To get to the bottom of the issue, we decided to list out some of the pros and cons of each approach:

If You Want to Save Money and Retain Flexibility, Hire Contractors.

Even though you will generally pay higher hourly or contract fees to independent workers than you would employees, you’ll almost always save money because you are not responsible for taxes and benefits. Plus, you don’t have any long-term obligations to your contractors beyond what’s stated in your written agreement, so you can cut costs as needed.

When You Need Someone to Work On-site or in Your Location, Hire Employees.

When you work with independent contractors, you have no control over their schedule, location, or working style. So if you need someone to be physically present at your place of business, it only makes sense to hire an employee. The same applies for situations where you want to be able to manage someone’s work at regular intervals, or one-on-one.

If Specialized Skills and Training Are Needed, Consider Working with Independent Contractors.

A lot of independent contractors bring specialized skill and experience in areas like technology, marketing, and even staffing. To hire someone like that full-time might be prohibitively expensive, but bringing them in (either once, or through an ongoing contracting relationship) can be an affordable way to get the high-level expertise you need.

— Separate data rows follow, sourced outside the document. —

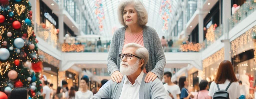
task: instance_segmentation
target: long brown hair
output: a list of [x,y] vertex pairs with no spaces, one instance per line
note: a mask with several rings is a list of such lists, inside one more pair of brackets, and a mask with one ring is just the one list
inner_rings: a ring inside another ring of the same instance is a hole
[[217,84],[223,84],[227,79],[231,82],[238,81],[232,64],[229,61],[225,60],[220,64],[214,81]]

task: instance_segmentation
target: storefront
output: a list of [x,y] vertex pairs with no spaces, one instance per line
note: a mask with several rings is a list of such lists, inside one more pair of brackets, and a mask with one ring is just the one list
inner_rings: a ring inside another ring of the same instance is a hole
[[222,48],[203,60],[203,78],[208,82],[213,81],[220,62],[224,59],[224,48]]
[[255,29],[256,26],[231,42],[232,62],[235,73],[245,88],[246,90],[240,93],[248,98],[253,97],[256,79]]
[[58,86],[57,77],[60,61],[40,50],[38,51],[43,62],[42,74],[45,75],[50,84],[53,84],[53,89],[56,90]]

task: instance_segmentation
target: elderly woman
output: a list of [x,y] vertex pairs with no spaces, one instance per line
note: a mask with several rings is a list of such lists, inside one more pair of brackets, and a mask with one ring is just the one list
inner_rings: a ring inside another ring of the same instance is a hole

To Develop a Good, Long-term Relationship with Someone, Bring Them in as an Employee.

Independent contractors are best used for short-term projects. Just as you can decide to move on from them at any time, they may pursue other opportunities elsewhere, leaving you with the need to find someone new. So if you’re looking for an employee who can later be trained as a manager, for example, or a person who can acquire and develop new skills, it’s best to hire them as an employee.

If You Need to Permanently Delegate a Job or Task, Look at Both Sides of the Coin.

In many cases, it probably makes sense to bring a new employee on board if you need someone to handle the task indefinitely. You can select someone with the right training (or give it to them), and not worry about finding someone new again in the future. However, if the job is a specialized one, or you’re having trouble finding good employees, consider outsourcing to a firm that may be able to handle the job like an employee would but at an independent contractor’s cost.

Be Very Careful of Treating Independent Contractors as Employees.

You might be thinking that the perfect answer is to have an “employee” who is paid as an independent contractor. Be very wary of this kind of arrangement. Tax officials regularly audit businesses to ensure that companies are not using contractors as employees, and if you are found to be in violation of the appropriate laws and guidelines, you could be subject to heavy fines.

Once you take the time to ask yourself what you really need extra help for, and how you want to balance the desire to save money in the short term versus developing someone for bigger tasks in the future, the choice between employees and contractors usually becomes pretty clear.